A Tightening Noose? Will Officialization of Digital Currency Spell The End For Open Source Cyptocurrency?
The e-yuan? I laughed when I initially read that out loud to myself. It honestly sounds like a childlike grunt of disgust at being forced to eat vegetables. Strangely enough, China’s digitalization of its currency and expected universal rollout in 2021 is exactly that – a central government begrudgingly eating its vegetables by the mandate of its mother, the open market.
China’s move to a global cryptocurrency is particularly instructive both for cryptocurrency players and other governments. The most powerful regulatory tool that any government possesses is the ability to control currency – the medium of convenience through which all trade must pass if it is to remain economically viable. The ability to control and regulate currency gives government the ability to regulate transactions on a secondary level and who commits them on a tertiary level.

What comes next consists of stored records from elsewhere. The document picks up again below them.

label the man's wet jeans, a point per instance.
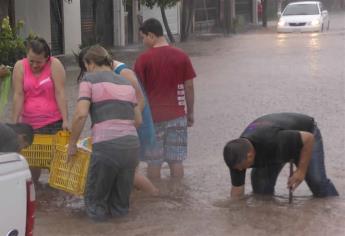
(264, 179)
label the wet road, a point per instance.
(239, 78)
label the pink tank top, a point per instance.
(40, 106)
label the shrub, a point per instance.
(12, 46)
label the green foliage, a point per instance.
(160, 3)
(12, 47)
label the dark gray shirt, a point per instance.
(8, 139)
(276, 139)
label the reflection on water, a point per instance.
(314, 41)
(281, 40)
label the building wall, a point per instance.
(72, 26)
(173, 16)
(119, 24)
(36, 17)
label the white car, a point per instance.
(309, 16)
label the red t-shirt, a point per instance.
(163, 71)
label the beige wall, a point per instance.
(173, 16)
(72, 26)
(36, 17)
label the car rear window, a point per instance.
(301, 9)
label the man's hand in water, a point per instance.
(296, 179)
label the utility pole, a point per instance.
(227, 16)
(264, 13)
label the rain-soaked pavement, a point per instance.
(239, 78)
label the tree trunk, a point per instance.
(166, 25)
(188, 7)
(264, 13)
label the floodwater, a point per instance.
(239, 78)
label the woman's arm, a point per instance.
(59, 77)
(18, 92)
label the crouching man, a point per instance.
(271, 141)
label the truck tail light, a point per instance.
(30, 205)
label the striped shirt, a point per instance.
(112, 100)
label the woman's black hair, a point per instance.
(39, 46)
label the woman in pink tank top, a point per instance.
(39, 93)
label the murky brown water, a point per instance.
(239, 78)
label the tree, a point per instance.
(188, 8)
(163, 4)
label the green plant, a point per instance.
(12, 46)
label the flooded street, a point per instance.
(239, 78)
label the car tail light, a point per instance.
(30, 208)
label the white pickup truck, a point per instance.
(17, 197)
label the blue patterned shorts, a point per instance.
(171, 142)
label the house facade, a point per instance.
(70, 24)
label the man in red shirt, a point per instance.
(167, 76)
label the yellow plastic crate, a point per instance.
(42, 150)
(69, 176)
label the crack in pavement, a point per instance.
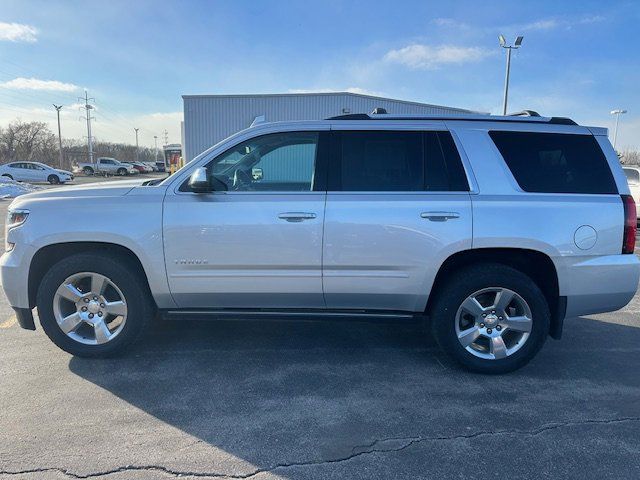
(385, 445)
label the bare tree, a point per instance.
(35, 141)
(27, 141)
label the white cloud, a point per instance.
(428, 57)
(22, 83)
(17, 32)
(450, 23)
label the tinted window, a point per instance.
(633, 176)
(555, 162)
(444, 171)
(381, 161)
(397, 161)
(282, 162)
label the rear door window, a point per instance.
(555, 162)
(396, 161)
(378, 161)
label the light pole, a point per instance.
(137, 154)
(58, 108)
(617, 113)
(155, 138)
(516, 45)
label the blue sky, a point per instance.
(579, 59)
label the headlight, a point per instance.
(15, 218)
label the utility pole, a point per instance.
(58, 108)
(617, 113)
(137, 151)
(516, 45)
(87, 107)
(155, 138)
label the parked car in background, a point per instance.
(633, 178)
(495, 228)
(34, 172)
(142, 167)
(138, 168)
(105, 165)
(152, 166)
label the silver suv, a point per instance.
(493, 228)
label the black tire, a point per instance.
(473, 279)
(140, 307)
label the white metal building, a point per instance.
(211, 118)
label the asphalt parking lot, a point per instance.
(265, 400)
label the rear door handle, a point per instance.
(439, 216)
(296, 216)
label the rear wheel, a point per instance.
(92, 305)
(491, 318)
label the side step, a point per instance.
(287, 314)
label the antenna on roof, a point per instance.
(259, 119)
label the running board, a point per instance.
(244, 314)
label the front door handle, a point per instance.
(296, 216)
(439, 216)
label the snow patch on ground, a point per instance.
(10, 188)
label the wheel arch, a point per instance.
(537, 265)
(48, 255)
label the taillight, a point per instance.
(630, 224)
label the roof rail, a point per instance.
(528, 117)
(525, 113)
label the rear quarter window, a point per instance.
(555, 162)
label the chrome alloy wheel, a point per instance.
(90, 308)
(493, 323)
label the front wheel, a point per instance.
(93, 305)
(490, 318)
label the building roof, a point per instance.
(334, 94)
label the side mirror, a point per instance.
(199, 181)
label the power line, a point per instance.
(88, 118)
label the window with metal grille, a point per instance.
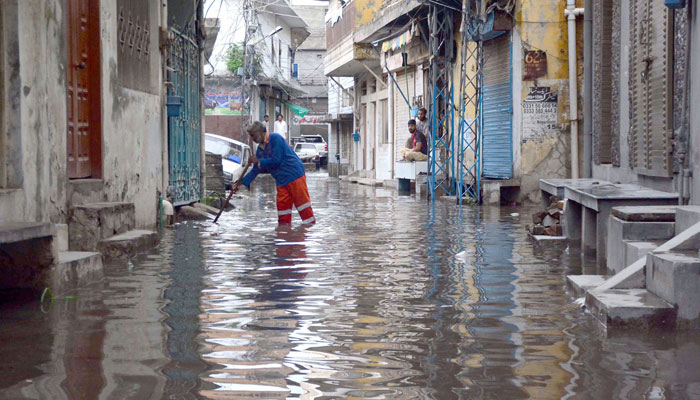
(650, 78)
(134, 44)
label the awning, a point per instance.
(298, 110)
(398, 42)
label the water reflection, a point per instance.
(387, 297)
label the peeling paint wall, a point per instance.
(543, 136)
(367, 11)
(35, 111)
(132, 127)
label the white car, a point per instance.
(306, 151)
(234, 155)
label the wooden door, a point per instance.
(83, 102)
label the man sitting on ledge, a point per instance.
(419, 152)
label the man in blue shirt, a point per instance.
(274, 156)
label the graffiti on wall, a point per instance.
(540, 113)
(223, 100)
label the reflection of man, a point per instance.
(419, 149)
(275, 157)
(281, 126)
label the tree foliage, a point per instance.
(234, 58)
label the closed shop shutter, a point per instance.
(651, 75)
(401, 111)
(497, 152)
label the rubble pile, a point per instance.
(547, 222)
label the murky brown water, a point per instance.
(386, 297)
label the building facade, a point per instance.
(523, 101)
(643, 91)
(84, 87)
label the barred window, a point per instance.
(134, 43)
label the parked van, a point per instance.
(320, 144)
(234, 155)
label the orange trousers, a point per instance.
(294, 194)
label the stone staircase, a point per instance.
(108, 228)
(654, 260)
(38, 255)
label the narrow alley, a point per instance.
(386, 297)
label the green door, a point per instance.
(184, 129)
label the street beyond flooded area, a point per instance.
(386, 297)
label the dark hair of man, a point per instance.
(256, 126)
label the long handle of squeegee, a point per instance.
(234, 189)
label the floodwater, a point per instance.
(387, 297)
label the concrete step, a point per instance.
(636, 309)
(620, 231)
(580, 284)
(91, 223)
(27, 254)
(76, 269)
(646, 213)
(687, 216)
(635, 250)
(369, 182)
(128, 244)
(675, 277)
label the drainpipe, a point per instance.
(571, 13)
(588, 90)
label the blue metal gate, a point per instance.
(497, 150)
(184, 127)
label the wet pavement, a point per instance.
(387, 297)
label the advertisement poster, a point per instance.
(309, 119)
(222, 100)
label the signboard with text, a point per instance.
(540, 114)
(310, 119)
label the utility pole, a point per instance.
(247, 66)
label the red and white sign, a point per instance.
(308, 119)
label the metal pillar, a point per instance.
(454, 164)
(441, 158)
(471, 80)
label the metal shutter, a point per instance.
(651, 74)
(497, 155)
(401, 111)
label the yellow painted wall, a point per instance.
(367, 11)
(542, 25)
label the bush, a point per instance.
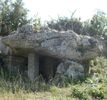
(79, 93)
(97, 92)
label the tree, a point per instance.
(12, 15)
(63, 23)
(96, 26)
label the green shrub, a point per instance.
(79, 93)
(97, 92)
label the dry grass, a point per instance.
(15, 88)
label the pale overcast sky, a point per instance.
(48, 9)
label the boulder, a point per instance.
(59, 50)
(63, 45)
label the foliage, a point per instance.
(81, 94)
(12, 15)
(97, 25)
(63, 23)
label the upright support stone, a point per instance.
(33, 66)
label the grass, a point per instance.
(93, 88)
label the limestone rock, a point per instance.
(63, 45)
(70, 69)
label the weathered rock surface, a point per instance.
(58, 51)
(70, 69)
(63, 45)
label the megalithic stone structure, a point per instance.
(33, 66)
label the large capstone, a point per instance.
(52, 52)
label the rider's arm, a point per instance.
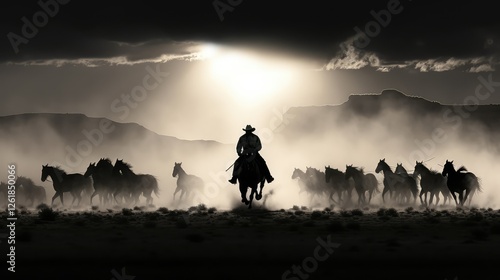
(239, 146)
(258, 144)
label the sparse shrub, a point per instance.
(480, 234)
(409, 210)
(353, 225)
(345, 213)
(335, 226)
(495, 229)
(163, 210)
(316, 215)
(42, 206)
(195, 237)
(149, 224)
(299, 212)
(391, 212)
(357, 212)
(381, 212)
(47, 214)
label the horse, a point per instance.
(431, 182)
(250, 177)
(140, 183)
(362, 183)
(73, 183)
(4, 188)
(28, 191)
(392, 181)
(338, 184)
(186, 183)
(102, 177)
(411, 187)
(459, 181)
(307, 184)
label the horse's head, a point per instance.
(349, 171)
(90, 170)
(45, 172)
(177, 167)
(381, 165)
(448, 168)
(419, 168)
(400, 169)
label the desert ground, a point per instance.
(296, 243)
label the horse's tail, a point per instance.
(156, 189)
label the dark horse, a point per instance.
(74, 183)
(140, 183)
(338, 183)
(362, 183)
(459, 181)
(431, 182)
(250, 177)
(187, 184)
(102, 177)
(28, 191)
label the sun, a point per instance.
(249, 77)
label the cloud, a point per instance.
(351, 57)
(124, 53)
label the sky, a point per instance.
(206, 69)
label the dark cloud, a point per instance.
(419, 31)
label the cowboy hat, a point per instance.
(248, 128)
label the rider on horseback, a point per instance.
(249, 144)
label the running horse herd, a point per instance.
(398, 186)
(118, 185)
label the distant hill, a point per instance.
(75, 140)
(391, 122)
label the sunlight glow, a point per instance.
(250, 78)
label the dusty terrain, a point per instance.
(205, 243)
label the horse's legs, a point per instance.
(243, 192)
(54, 197)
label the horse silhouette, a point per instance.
(187, 184)
(362, 183)
(460, 181)
(29, 192)
(410, 186)
(4, 188)
(392, 181)
(250, 178)
(102, 177)
(432, 183)
(308, 183)
(62, 182)
(144, 184)
(339, 184)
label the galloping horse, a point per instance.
(431, 182)
(186, 183)
(139, 183)
(362, 183)
(28, 191)
(73, 183)
(459, 181)
(339, 184)
(411, 187)
(307, 184)
(392, 181)
(250, 177)
(102, 177)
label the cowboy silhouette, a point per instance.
(249, 144)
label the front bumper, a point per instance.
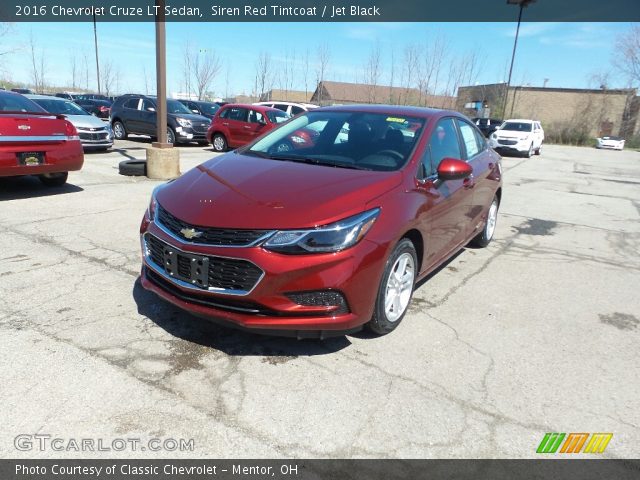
(266, 307)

For a currency-based regulatory system to work, however, a government must monopolize the market of mediums. Most governments achieve this monopolization by way of practicality. Their currencies – paper and the electronic promise of paper – must be more convenient and accessible than any alternatives, and their currencies must carry a stable value.

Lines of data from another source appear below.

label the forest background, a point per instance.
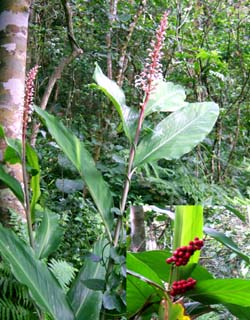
(206, 51)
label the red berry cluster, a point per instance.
(181, 286)
(181, 255)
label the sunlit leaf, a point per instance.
(48, 235)
(167, 97)
(222, 238)
(12, 183)
(34, 273)
(128, 116)
(75, 150)
(217, 291)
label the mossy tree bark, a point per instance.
(14, 15)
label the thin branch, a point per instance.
(76, 51)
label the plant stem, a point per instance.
(26, 192)
(130, 171)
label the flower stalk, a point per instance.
(28, 100)
(147, 81)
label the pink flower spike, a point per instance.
(153, 69)
(29, 93)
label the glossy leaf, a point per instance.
(33, 273)
(48, 235)
(177, 134)
(75, 150)
(188, 224)
(167, 97)
(222, 238)
(69, 185)
(217, 291)
(242, 313)
(169, 310)
(12, 183)
(128, 116)
(87, 303)
(140, 292)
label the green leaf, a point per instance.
(87, 303)
(95, 284)
(236, 212)
(75, 150)
(167, 97)
(177, 134)
(242, 313)
(33, 273)
(13, 153)
(156, 260)
(222, 291)
(12, 183)
(128, 116)
(188, 224)
(140, 292)
(69, 185)
(48, 235)
(219, 236)
(33, 162)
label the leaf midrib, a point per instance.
(169, 139)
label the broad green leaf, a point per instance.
(128, 116)
(156, 260)
(166, 97)
(169, 310)
(48, 235)
(12, 183)
(217, 291)
(178, 133)
(75, 150)
(242, 313)
(95, 284)
(87, 303)
(188, 224)
(219, 236)
(195, 309)
(69, 185)
(33, 273)
(33, 162)
(140, 292)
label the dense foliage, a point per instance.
(112, 138)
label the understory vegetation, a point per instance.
(135, 148)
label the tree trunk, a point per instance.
(14, 17)
(138, 237)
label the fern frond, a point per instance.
(63, 271)
(9, 310)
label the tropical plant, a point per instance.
(101, 281)
(173, 285)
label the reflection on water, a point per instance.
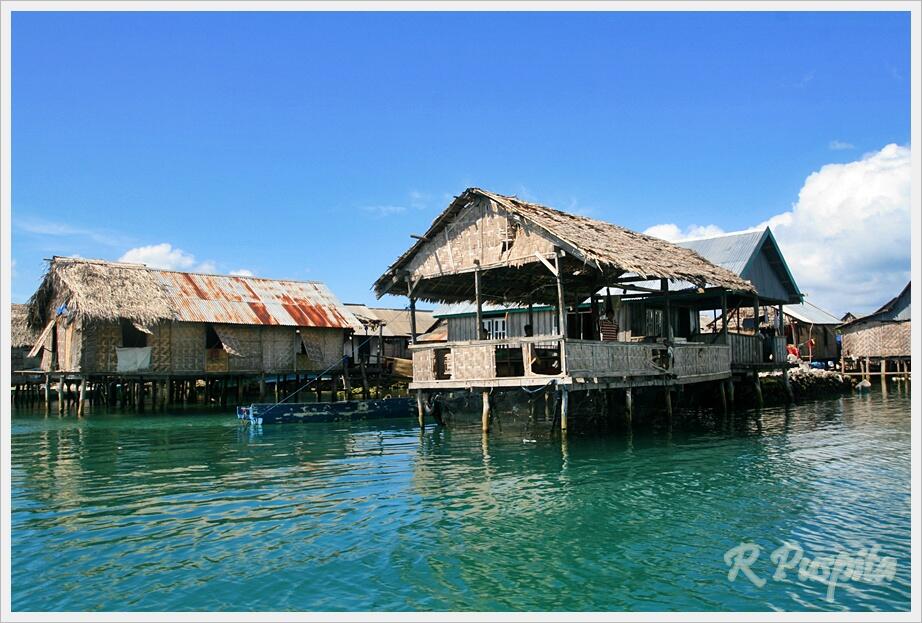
(189, 512)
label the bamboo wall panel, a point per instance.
(484, 232)
(279, 346)
(249, 346)
(160, 341)
(187, 347)
(878, 339)
(599, 359)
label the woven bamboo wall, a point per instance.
(279, 345)
(161, 343)
(248, 341)
(878, 339)
(187, 347)
(481, 232)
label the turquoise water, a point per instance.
(192, 512)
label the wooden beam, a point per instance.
(544, 261)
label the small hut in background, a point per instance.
(108, 322)
(384, 333)
(881, 337)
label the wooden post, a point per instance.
(755, 314)
(667, 313)
(788, 391)
(628, 406)
(421, 409)
(412, 319)
(757, 386)
(82, 400)
(365, 390)
(564, 408)
(479, 304)
(562, 313)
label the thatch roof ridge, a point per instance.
(21, 335)
(109, 291)
(591, 240)
(139, 266)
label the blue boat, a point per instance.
(271, 413)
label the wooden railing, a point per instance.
(542, 357)
(748, 349)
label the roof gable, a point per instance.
(756, 257)
(505, 234)
(112, 290)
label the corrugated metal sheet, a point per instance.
(731, 251)
(253, 301)
(805, 312)
(396, 321)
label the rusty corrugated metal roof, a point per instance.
(252, 300)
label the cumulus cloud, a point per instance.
(674, 233)
(167, 257)
(840, 145)
(382, 211)
(847, 238)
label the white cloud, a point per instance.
(58, 229)
(165, 256)
(674, 233)
(847, 238)
(840, 145)
(382, 211)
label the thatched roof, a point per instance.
(100, 290)
(21, 335)
(597, 254)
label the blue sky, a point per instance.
(309, 146)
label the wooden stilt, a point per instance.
(81, 402)
(365, 390)
(628, 406)
(421, 408)
(788, 391)
(564, 408)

Cryptocurrencies such as Bitcoin, Ether, Ripple, etc. undermine a traditional currency’s monopolization of practicality. They are convenient, fast, and accessible to anyone with access to electronics and the worldwide web. While they have not shown signs of replacing traditional currencies completely, cryptocurrencies threaten to rapidly supplant traditional currencies in electronic transactions, which now dominate the market of trade.

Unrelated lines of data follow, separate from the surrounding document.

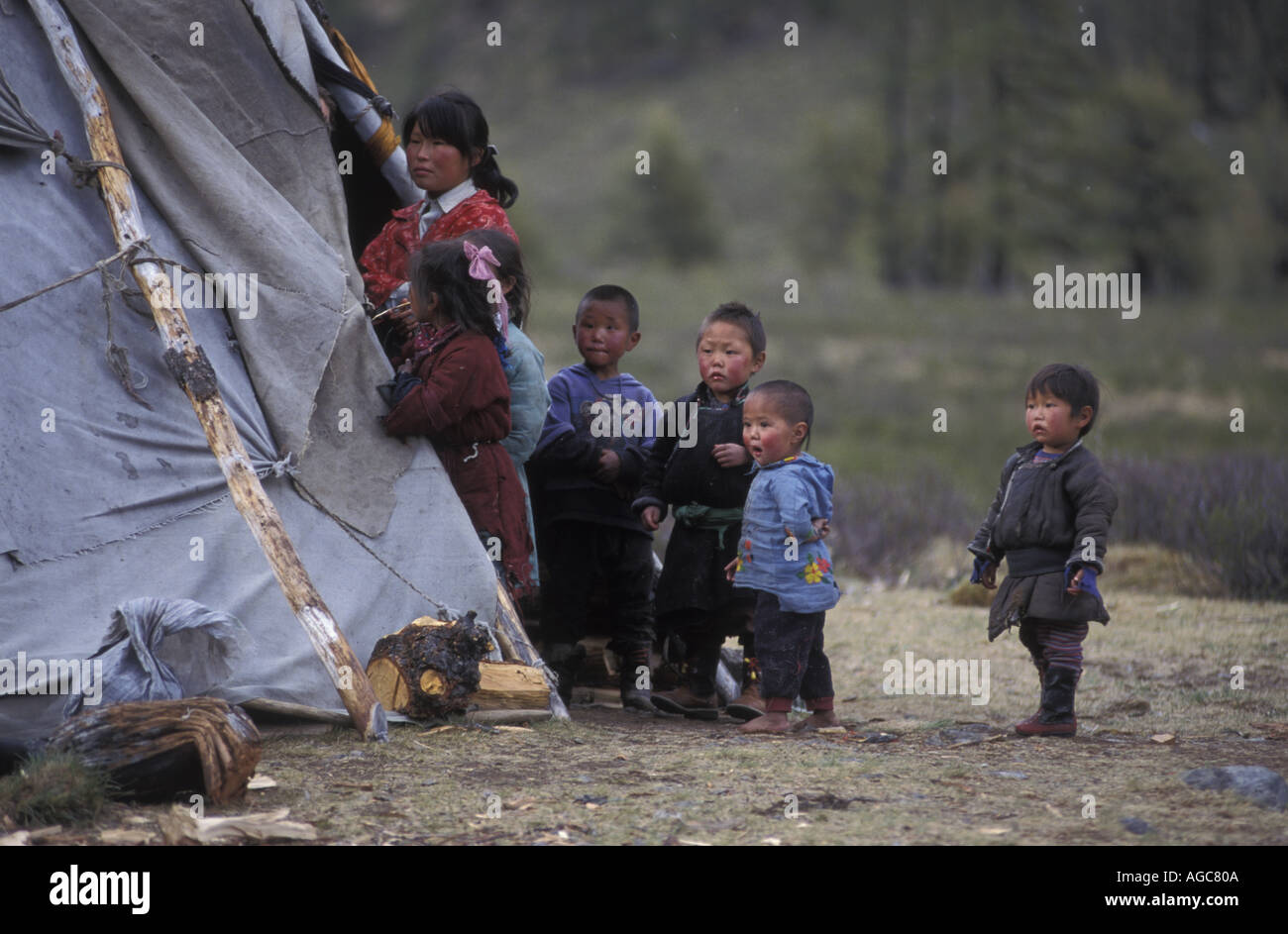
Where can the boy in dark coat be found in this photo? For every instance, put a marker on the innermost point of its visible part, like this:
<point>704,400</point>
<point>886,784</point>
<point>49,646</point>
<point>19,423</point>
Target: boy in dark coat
<point>1050,519</point>
<point>704,479</point>
<point>585,474</point>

Bitcoin, Ether, and Ripple, however, did not pose the biggest threat to China’s currency. They are open-market cryptocurrencies that operate independently of institutional channels of marketing distribution. China’s hand got forced by Facebook.
Facebook will launch its own cryptocurrency in 2021: Libra. While open market cryptocurrencies do pose regulatory headaches, they lack the institutionalized connections to pose an immediate and serious threat to a traditional currency on a global scale. Facebook, however, is already global, and it arguably possesses the largest or the second largest institutional channel of marketing distribution in the world. In other words, it can rapidly popularize Libra in a way that quickly and completely supplants China’s yuan as the dominant currency.
China, like most governments, cannot afford to let that happen. While it could still regulate Libra, it would lose direct regulatory control over the dominant currency in its market. If it lost direct regulatory control, it would lose an outsized portion of its regulatory control over trade. In other words, Libra posed an existential threat to China’s current approach to economic and trade regulation.
China is reacting traditionally. It is attempting to create a dominant digital currency that smoothly interacts with traditional currency. If it can succeed, it might prevent Facebook’s Libra from displacing its dominance over its currency market as a matter of practicality.
Private cryptocurrency projects, however, have an uncanny ability for circumventing and frustrating traditional methods. There’s absolutely no guarantee that China’s gambit works. What then?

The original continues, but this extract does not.